As of the census^GR2 of 2000, there were 250 people, 95 households, and 70 families residing in the city. The population density was 64.8/km² (167.6/mi²). There were 97 housing units at an average density of 25.1/km² (65.0/mi²). The racial makeup of the city was 99.20% White, 0.40% Asian, and 0.40% from two or more races. Hispanic or Latino of any race were 0.40% of the population.

There were 95 households out of which 35.8% had children under the age of 18 living with them, 67.4% were married couples living together, 5.3% had a female householder with no husband present, and 25.3% were non-families. 22.1% of all households were made up of individuals and 5.3% had someone living alone who was 65 years of age or older. The average household size was 2.63 and the average family size was 3.07.

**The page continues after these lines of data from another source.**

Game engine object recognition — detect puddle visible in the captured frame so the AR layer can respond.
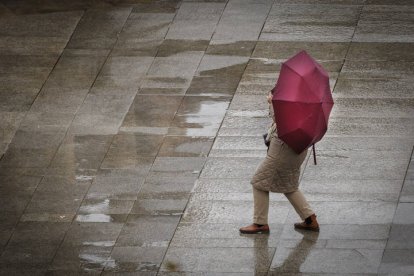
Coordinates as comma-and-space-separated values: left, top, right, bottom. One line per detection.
80, 199, 110, 213
76, 214, 113, 222
82, 241, 115, 247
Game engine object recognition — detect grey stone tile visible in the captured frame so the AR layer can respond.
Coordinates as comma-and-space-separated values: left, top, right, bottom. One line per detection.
400, 177, 414, 203
140, 172, 198, 197
379, 249, 414, 275
218, 113, 271, 137
206, 41, 256, 57
252, 41, 354, 61
300, 178, 401, 202
151, 157, 206, 176
200, 157, 263, 179
157, 39, 209, 57
30, 88, 88, 114
99, 55, 154, 79
50, 49, 107, 77
75, 214, 128, 223
116, 215, 180, 248
51, 135, 112, 170
68, 113, 125, 135
194, 178, 252, 194
182, 199, 289, 224
122, 95, 182, 127
275, 0, 364, 5
170, 96, 229, 136
106, 133, 164, 159
347, 42, 414, 61
0, 11, 82, 38
101, 271, 158, 276
0, 244, 57, 270
212, 1, 272, 43
260, 4, 359, 42
49, 242, 112, 275
161, 248, 275, 273
25, 176, 90, 215
288, 201, 396, 225
170, 223, 283, 249
0, 148, 56, 168
148, 51, 204, 78
354, 5, 413, 42
20, 212, 75, 222
87, 170, 145, 200
0, 112, 25, 154
326, 239, 387, 250
393, 203, 414, 224
9, 222, 70, 247
0, 55, 58, 77
130, 197, 188, 216
166, 3, 225, 40
334, 78, 413, 98
78, 198, 134, 215
327, 117, 414, 137
61, 222, 123, 247
138, 77, 190, 96
341, 60, 413, 78
303, 151, 409, 181
387, 223, 414, 249
132, 0, 181, 14
0, 194, 30, 216
158, 136, 213, 157
331, 98, 414, 118
19, 111, 74, 133
9, 130, 65, 150
0, 175, 42, 197
366, 0, 411, 3
68, 7, 132, 49
0, 36, 68, 56
0, 87, 40, 113
105, 246, 166, 272
316, 136, 411, 154
115, 13, 174, 51
270, 248, 383, 274
0, 223, 69, 271
101, 151, 154, 172
209, 136, 267, 157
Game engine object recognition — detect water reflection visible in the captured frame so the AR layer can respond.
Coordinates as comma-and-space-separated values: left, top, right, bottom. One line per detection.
271, 230, 319, 275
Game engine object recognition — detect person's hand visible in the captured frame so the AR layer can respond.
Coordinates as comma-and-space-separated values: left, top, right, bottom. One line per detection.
267, 91, 273, 104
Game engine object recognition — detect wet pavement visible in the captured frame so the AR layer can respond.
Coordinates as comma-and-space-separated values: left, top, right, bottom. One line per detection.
0, 0, 414, 276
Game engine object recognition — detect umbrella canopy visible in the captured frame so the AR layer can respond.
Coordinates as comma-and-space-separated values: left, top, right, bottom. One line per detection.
272, 51, 334, 153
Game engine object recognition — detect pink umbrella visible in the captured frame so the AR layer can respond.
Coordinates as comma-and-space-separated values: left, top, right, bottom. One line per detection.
272, 51, 334, 163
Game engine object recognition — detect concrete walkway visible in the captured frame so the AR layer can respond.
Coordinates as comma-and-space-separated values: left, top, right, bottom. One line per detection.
0, 0, 414, 276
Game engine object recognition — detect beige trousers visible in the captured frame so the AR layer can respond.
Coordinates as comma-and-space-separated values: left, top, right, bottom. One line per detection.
253, 187, 315, 224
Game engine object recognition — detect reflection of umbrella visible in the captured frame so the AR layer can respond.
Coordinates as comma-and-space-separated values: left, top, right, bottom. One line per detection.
272, 51, 333, 162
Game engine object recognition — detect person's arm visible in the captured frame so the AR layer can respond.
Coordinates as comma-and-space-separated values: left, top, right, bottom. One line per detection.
267, 91, 276, 123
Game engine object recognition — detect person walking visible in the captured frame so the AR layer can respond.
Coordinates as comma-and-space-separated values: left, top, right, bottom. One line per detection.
239, 92, 319, 234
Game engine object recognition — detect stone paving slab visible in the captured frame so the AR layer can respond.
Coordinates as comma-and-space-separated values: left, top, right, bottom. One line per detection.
0, 0, 414, 276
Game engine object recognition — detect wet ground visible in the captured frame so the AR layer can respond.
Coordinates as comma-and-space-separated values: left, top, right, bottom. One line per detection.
0, 0, 414, 275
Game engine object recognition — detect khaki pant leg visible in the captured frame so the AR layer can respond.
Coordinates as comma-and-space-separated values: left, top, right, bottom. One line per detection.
285, 190, 315, 220
253, 187, 269, 224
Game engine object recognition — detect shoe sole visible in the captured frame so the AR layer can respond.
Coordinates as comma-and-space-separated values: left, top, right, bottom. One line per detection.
239, 230, 270, 234
294, 226, 319, 232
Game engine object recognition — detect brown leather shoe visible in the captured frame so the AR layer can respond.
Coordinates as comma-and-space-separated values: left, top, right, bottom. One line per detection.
239, 223, 270, 234
295, 214, 319, 232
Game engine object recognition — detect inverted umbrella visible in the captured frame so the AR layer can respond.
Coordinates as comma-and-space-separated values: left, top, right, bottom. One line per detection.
272, 51, 334, 163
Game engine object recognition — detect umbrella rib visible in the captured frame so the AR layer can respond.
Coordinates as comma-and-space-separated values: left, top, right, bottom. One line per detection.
283, 62, 319, 103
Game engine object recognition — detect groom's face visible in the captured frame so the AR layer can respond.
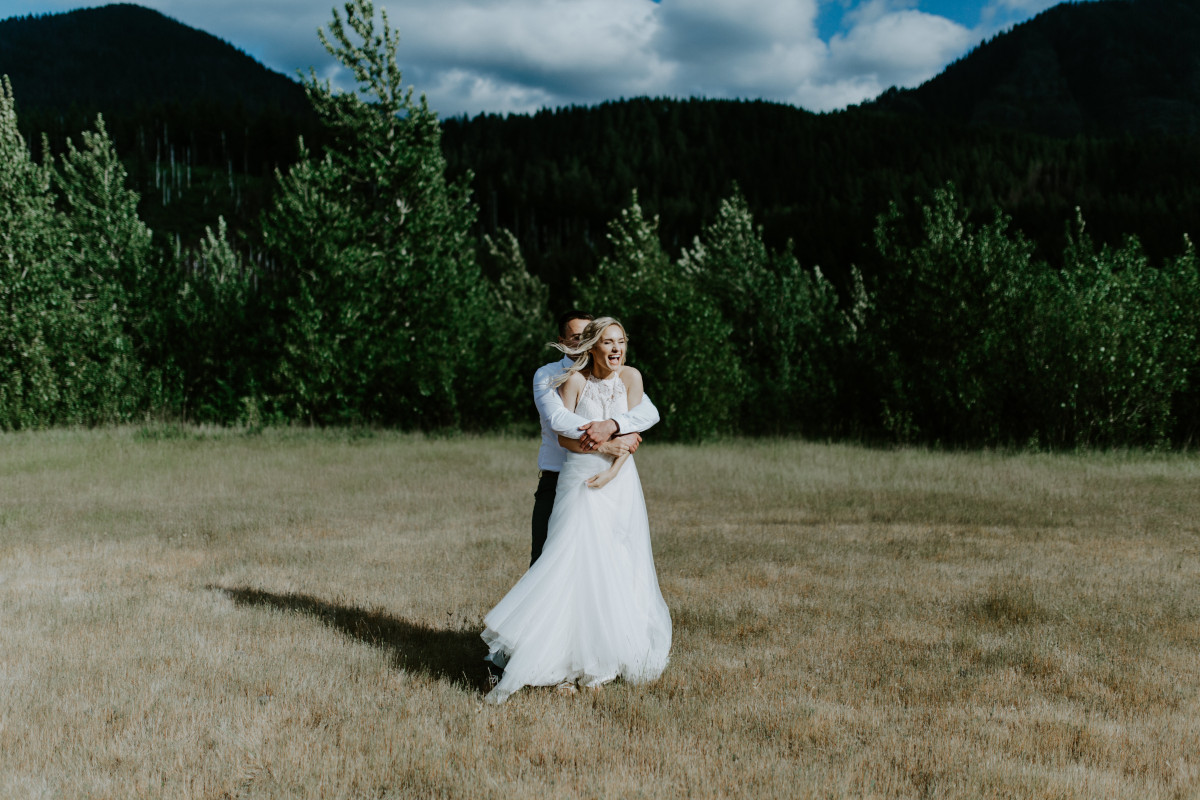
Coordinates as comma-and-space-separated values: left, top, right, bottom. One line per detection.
558, 319, 588, 347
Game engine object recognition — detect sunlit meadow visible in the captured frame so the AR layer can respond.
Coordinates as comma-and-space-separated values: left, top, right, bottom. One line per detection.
0, 427, 1200, 800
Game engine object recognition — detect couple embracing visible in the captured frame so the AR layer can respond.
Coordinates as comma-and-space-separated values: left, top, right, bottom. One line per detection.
482, 311, 671, 703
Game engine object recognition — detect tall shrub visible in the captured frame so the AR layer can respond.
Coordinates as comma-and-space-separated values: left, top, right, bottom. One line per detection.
264, 0, 486, 427
52, 118, 163, 422
576, 192, 745, 439
680, 191, 852, 433
868, 186, 1048, 444
0, 77, 80, 429
1036, 218, 1200, 446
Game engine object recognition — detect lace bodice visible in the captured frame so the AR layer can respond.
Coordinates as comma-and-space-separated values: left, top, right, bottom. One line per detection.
575, 375, 629, 420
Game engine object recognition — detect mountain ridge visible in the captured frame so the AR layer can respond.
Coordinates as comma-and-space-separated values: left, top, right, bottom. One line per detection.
864, 0, 1200, 138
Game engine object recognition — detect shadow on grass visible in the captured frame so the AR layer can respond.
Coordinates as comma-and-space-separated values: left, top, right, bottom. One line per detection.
209, 587, 487, 692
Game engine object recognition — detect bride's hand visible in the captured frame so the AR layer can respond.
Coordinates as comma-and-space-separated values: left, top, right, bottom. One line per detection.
587, 469, 617, 489
596, 439, 629, 458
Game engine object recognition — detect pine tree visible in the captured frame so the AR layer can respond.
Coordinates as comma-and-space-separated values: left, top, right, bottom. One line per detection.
0, 77, 79, 429
264, 0, 488, 428
576, 192, 745, 439
53, 118, 163, 422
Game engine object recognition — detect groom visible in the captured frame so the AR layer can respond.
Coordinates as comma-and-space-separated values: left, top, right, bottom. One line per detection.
529, 309, 659, 566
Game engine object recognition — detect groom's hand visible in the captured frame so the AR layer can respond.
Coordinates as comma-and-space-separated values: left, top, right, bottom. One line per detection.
613, 433, 642, 456
580, 420, 617, 450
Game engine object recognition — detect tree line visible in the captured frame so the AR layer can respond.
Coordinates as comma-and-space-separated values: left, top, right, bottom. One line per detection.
0, 0, 1200, 447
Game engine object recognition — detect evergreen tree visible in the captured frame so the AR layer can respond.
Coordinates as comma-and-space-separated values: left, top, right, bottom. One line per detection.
576, 192, 745, 439
264, 0, 488, 428
53, 116, 163, 422
869, 186, 1048, 444
680, 188, 851, 433
0, 77, 79, 429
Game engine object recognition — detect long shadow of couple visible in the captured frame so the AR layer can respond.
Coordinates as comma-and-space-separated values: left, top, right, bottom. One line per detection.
210, 587, 487, 692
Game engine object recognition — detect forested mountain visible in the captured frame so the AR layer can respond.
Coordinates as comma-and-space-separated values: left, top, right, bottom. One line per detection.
0, 0, 1200, 293
0, 4, 319, 241
874, 0, 1200, 137
444, 98, 1200, 298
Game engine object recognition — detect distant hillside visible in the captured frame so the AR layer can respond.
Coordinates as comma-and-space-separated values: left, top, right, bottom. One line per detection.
0, 4, 308, 122
0, 0, 1200, 287
872, 0, 1200, 137
0, 4, 322, 242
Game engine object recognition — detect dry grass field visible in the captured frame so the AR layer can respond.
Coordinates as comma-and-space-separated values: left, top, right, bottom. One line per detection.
0, 428, 1200, 800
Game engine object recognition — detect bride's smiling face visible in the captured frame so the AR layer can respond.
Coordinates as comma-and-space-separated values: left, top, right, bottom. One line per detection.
592, 325, 625, 373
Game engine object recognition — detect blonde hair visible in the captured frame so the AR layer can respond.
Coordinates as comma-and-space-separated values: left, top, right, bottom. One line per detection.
550, 317, 629, 389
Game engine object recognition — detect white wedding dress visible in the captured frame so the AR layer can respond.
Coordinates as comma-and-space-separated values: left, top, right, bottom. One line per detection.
482, 375, 671, 703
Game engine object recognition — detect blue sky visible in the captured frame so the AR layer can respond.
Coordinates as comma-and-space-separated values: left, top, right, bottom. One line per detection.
0, 0, 1080, 115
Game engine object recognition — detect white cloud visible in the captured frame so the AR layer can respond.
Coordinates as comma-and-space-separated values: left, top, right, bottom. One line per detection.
829, 10, 974, 91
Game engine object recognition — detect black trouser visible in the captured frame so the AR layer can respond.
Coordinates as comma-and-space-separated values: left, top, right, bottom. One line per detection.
529, 469, 558, 566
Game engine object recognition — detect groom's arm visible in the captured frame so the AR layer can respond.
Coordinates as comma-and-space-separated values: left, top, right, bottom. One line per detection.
583, 395, 660, 447
533, 373, 588, 439
612, 395, 659, 435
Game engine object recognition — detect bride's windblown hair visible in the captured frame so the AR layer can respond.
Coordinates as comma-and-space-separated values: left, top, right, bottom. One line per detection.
550, 317, 629, 389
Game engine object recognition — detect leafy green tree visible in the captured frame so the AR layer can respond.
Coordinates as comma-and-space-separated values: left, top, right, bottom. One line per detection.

In the city the population was spread out with 26.8% under the age of 18, 6.4% from 18 to 24, 33.2% from 25 to 44, 25.6% from 45 to 64, and 8.0% who were 65 years of age or older. The median age was 36 years. For every 100 females there were 101.6 males. For every 100 females age 18 and over, there were 101.1 males.

The median income for a household in the city was $61,875, and the median income for a family was $66,875. Males had a median income of $41,364 versus $26,136 for females. The per capita income for the city was $24,690. None of the families and 1.8% of the population were living below the poverty line.